3.1.9: Discovery and development of drugs
Not started yet — this one needs some love.
Traditional drug sources:
Digitalis (heart drug): from foxgloves.
Aspirin (painkiller): from willow.
Penicillin (antibiotic): discovered by Alexander Fleming from the Penicillium mould.
Most new drugs are synthesised by chemists (though may start from a plant chemical).
Testing new drugs — three criteria: toxicity (is it safe?), efficacy (does it work?), dose (how much to give?).
Preclinical testing: in laboratory using cells, tissues and live animals; checks for toxicity.
Clinical trials:
Stage 1: very low doses given to healthy volunteers to check safety.
Stage 2: given to patients to check efficacy and find optimum dose.

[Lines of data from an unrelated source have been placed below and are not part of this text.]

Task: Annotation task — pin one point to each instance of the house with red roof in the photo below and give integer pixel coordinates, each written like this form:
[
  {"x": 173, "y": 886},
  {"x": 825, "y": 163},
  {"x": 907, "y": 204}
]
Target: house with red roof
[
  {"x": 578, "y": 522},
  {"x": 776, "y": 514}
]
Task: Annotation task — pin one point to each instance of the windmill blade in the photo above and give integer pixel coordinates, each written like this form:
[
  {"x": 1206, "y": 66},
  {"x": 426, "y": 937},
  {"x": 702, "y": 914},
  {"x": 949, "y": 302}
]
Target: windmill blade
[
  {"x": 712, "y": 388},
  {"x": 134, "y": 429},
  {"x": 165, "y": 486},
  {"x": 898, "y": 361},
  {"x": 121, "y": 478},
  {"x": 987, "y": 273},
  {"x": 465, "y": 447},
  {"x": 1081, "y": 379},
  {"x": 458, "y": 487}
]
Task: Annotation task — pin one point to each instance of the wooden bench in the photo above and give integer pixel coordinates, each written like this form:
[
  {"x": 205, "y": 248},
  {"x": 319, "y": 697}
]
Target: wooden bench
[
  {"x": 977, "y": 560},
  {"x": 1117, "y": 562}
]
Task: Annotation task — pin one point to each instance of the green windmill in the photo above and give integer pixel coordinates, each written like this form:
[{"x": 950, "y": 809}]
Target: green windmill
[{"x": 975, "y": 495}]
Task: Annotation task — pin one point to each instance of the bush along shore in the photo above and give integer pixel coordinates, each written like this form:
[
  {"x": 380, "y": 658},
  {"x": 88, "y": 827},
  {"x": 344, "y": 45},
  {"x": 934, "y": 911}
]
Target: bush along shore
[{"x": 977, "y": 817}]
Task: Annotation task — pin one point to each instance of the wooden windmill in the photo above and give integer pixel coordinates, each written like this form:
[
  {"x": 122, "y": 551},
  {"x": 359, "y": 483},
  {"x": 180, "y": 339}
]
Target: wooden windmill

Double-blind trial: some patients receive a placebo (inactive substance); neither doctors nor patients know who has the real drug.
Results published only after peer review (scrutiny by other scientists).
Common exam mistakes
Aspirin comes from willow (not foxgloves); digitalis comes from foxgloves (not willow) — these are frequently swapped.
Toxicity and side effects are essentially the same thing — cannot be counted as two separate points.
Efficacy = effectiveness — do NOT say 'efficiency', which has a different meaning.
In double-blind trials, neither the doctor NOR the patient knows who receives the real drug — both are 'blind'.
Peer review is the checking of results by other independent scientists before publication — not just having the trial repeated.